Microsoft presents its own new transcription and speech generation models

ByEditor

Apr 3, 2026

Microsoft presents its own new transcription and speech generation models

Microsoft has presented its first artificial intelligence models for transcription and voice generation, which already work in the company’s own services such as Copilot and Azure Speech, and are part of a strategy aimed at launching the most advanced frontier models in 2027.

The technology company has launched its three most recent models under public early access: the MAI-Image-2 image generator, the MAI-Voice-1 voice generator, and the new MAI-Transcribe-1 transcription generator.

While MAI-Image-2 was presented in mid-March as a model capable of generating professional photorealistic results from text, MAI-Transcribe-1 and MAI-Voice-1 are the first generation of two new models with which Microsoft aims to create “a comprehensive proprietary audio AI platform, designed specifically for developers.”

In this context, MAI-Transcribe-1 is a highly accurate speech recognition model, which has support for 25 languages. Microsoft has highlighted its efficiency on its blog, as it has a GPU cost approximately 50 percent lower than the main alternatives.

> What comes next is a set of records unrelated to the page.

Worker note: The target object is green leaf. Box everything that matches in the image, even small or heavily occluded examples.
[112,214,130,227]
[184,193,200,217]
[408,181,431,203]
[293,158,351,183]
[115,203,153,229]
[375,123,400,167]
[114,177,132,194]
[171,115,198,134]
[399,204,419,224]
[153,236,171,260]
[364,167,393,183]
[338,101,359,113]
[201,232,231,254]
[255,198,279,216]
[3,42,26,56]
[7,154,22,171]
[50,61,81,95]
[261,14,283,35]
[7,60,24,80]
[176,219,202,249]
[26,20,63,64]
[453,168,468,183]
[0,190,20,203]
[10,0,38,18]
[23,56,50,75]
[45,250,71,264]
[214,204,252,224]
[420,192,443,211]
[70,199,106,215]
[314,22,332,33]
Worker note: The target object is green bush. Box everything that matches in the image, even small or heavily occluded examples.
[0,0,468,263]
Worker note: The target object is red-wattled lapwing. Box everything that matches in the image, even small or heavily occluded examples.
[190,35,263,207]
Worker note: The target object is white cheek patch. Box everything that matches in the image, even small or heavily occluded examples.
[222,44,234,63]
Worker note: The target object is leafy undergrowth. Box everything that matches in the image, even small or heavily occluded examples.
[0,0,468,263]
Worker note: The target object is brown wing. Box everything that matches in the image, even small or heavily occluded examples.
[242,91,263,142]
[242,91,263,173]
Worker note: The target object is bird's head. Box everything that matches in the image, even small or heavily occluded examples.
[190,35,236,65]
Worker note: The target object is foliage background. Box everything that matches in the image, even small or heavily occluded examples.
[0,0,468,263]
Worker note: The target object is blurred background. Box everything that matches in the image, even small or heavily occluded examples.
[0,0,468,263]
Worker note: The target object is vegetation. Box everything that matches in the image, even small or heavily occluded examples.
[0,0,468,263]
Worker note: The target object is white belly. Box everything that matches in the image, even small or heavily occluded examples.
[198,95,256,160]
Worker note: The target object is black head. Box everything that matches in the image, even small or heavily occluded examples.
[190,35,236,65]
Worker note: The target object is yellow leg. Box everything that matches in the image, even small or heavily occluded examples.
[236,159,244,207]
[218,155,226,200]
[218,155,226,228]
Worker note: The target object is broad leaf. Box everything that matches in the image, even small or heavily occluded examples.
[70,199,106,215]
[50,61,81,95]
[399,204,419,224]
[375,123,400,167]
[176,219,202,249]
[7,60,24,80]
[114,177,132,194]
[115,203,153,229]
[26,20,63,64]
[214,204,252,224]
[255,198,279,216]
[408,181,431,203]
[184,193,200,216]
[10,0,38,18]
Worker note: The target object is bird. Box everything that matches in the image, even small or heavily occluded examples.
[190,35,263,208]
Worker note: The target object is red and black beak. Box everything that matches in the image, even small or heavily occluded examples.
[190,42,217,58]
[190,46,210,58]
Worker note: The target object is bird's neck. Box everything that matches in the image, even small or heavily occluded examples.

It is designed to provide real-time transcription and captioning of live events, virtual assistants, call center workflows, meetings, and learning modules, among other use cases.

When it comes to MAI-Voice-1, Microsoft claims that it is “ultra-fast”, as it can generate up to 60 seconds of audio in less than a second using a single GPU. It currently powers expressive voice experiences in Copilot’s audio and podcast features.

All three models are already in use in Microsoft Copilot, Bing, PowerPoint, and Azure Speech services, and can be found in Playground and Foundry.

These models are part of Microsoft’s self-development strategy, with which it aims to create cutting-edge models next year to compete with companies such as OpenAI and Anthropic.

As explained by the executive director of Microsoft AI, Mustafa Suleyman, in an interview with Bloomberg, they intend to reach “the absolute frontier”, and in 2027 they have set the goal of “really reaching the latest technology” in models that can respond or generate text, images and audio.